Overview of Weather Markets
From heat waves to arctic cold outbreaks, weather can have a significant impact on business. Temperature-based index futures and options from CME Group provide a way for market participants to manage weather-related risk.
CME Group offers Weather products on Heating Degree Days (HDD), Cooling Degree Days (CDD), and Cumulative Average Temperature (CAT). These products provide end users the ability to manage weather risks when temperatures deviate from monthly or seasonal averages.
Heating Degree Days (HDD) and Cooling Degree Days (CDD) futures contracts
A “degree day” is a measure of how much a day’s temperature deviates from 65 degrees Fahrenheit, or 18 degrees Celsius. This baseline temperature was established by utility companies after observing that air conditioners and furnaces are usually turned on when the temperature rises above or falls below this benchmark.
HDD and CDD futures and options are available on 13 cities across the U.S., from New York to Portland. They are also available on four European cities – Essen, London, Amsterdam and Paris.
What does it mean to have a HDD or CDD contract on a certain city?
Say the average of a day’s maximum and minimum temperature on a midnight-to-midnight basis in New York is 55 degrees Fahrenheit. Since the baseline is 65 degrees Fahrenheit, that would mean the HDD is 10 and the CDD is zero. HDDs and CDDs will never fall below the baseline, and as a result can never be negative.
If the average daily temperature is 55 degrees Farenheit all 31 days of the month, the cumulative monthly HDD would equal 310. Value at settlement for Weather contracts is determined by multiplying the cumulative HDD or CDD by the contract unit. For all U.S. cities, the contract unit is $20 times the respective HDD or CDD Index. In this example, that would mean the value of the HDD futures contract would equal $6,200.
The contract unit is 20 pounds sterling for London contracts, 20 euros for the E.U. locations, and 2,500 Japanese yen for the Tokyo contracts.

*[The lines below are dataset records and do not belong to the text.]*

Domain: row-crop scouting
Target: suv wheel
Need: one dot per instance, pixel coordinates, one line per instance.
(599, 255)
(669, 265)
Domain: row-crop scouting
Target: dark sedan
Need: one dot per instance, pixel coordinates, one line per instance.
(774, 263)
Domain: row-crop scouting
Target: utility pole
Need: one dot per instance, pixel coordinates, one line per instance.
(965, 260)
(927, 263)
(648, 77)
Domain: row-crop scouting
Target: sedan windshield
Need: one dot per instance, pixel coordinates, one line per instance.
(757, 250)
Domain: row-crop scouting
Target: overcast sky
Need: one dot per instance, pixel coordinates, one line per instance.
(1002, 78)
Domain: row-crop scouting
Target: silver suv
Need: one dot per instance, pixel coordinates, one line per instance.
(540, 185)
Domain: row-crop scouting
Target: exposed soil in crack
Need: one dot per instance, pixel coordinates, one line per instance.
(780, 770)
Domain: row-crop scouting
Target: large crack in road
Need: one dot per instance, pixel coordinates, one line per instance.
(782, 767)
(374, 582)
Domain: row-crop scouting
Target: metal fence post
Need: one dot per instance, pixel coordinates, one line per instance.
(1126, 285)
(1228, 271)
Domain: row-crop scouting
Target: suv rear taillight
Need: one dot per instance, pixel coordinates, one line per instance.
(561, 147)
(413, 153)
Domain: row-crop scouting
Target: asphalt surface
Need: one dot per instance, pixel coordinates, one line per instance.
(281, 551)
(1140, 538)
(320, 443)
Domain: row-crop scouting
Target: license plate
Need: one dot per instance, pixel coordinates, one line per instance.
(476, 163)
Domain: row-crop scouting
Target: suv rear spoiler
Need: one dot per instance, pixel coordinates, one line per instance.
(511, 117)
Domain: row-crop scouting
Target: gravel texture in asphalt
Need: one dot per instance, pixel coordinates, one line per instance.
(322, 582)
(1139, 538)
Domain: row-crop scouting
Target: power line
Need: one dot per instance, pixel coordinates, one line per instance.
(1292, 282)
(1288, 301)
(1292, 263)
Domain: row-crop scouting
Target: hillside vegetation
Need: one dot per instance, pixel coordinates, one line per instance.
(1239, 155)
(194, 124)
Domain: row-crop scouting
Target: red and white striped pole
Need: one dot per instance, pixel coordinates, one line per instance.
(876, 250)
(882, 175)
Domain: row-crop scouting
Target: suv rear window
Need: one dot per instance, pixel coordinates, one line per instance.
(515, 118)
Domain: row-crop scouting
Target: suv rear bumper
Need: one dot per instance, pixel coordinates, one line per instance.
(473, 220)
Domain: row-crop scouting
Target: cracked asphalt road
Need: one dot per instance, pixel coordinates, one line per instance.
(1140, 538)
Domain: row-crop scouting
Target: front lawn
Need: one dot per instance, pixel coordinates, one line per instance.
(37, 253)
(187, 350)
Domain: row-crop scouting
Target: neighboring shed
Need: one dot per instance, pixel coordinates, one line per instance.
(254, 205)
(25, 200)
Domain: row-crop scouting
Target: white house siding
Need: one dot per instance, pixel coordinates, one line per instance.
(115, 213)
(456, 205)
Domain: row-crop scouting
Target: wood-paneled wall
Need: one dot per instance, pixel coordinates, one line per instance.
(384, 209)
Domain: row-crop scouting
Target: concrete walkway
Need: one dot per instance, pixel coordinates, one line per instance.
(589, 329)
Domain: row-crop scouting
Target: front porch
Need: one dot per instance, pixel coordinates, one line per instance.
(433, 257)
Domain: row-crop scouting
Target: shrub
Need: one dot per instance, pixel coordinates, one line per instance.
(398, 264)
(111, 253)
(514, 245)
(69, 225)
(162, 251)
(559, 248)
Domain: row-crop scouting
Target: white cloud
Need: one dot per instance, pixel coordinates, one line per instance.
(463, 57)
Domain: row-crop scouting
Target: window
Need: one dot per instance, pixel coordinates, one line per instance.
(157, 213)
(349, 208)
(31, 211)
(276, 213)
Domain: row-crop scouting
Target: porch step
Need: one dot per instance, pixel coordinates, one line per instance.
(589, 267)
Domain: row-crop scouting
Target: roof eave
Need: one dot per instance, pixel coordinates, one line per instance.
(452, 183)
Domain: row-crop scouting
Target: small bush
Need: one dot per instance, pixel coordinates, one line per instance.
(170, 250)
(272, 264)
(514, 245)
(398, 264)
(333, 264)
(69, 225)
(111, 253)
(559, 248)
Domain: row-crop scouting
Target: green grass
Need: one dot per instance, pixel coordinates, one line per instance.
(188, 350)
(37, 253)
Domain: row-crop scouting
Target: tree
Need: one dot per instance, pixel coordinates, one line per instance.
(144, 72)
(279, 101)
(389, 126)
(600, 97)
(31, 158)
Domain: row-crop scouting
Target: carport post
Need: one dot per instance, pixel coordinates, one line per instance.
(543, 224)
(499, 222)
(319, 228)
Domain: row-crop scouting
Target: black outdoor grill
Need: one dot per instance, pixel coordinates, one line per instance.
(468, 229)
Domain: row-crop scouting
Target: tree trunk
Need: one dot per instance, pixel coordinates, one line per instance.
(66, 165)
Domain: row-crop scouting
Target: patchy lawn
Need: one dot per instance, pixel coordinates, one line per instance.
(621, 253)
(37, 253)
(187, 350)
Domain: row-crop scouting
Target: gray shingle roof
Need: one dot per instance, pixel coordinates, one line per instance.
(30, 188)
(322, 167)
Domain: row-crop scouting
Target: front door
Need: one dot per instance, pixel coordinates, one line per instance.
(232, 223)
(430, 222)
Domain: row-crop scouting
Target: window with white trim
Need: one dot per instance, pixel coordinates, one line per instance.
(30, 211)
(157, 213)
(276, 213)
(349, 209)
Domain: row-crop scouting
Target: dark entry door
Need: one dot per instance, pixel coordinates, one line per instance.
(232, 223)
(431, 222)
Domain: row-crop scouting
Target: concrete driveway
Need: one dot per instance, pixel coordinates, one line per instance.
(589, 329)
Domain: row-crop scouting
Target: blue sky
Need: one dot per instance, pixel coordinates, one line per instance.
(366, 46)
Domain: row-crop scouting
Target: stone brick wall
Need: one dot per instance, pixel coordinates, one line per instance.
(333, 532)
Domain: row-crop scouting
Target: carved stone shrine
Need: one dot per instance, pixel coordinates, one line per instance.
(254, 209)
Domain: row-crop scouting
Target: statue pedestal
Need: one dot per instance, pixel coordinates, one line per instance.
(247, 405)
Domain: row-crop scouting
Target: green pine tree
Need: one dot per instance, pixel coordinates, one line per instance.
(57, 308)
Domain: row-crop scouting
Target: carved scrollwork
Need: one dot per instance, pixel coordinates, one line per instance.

Cumulative Average Temperature (CAT) futures contracts
Cumulative Average Temperature (CAT) is another type of Weather contract available at CME Group. While the HDD and CDD compare average daily temperature to a base temperature, CAT contracts take the average daily temperature as is and sum it over the period of the contract.
CAT futures and options are available on four European cities – Essen, London, Amsterdam and Paris – as well as Tokyo.
Let’s look at an example for Tokyo. In a 30-day month, assume the average daily temperature for each of the first 15 days was 10 degrees celsius, and 20 degrees celsius for the remaining 15 days. The CAT would equal 450.
To determine the value of the CAT futures contract, multiply 450 by ¥2,500 to get ¥1,125,000.
Conclusion
As climate-related events continue to influence business operations around the world, the CME Group Weather complex offers a way for market participants to manage their risk.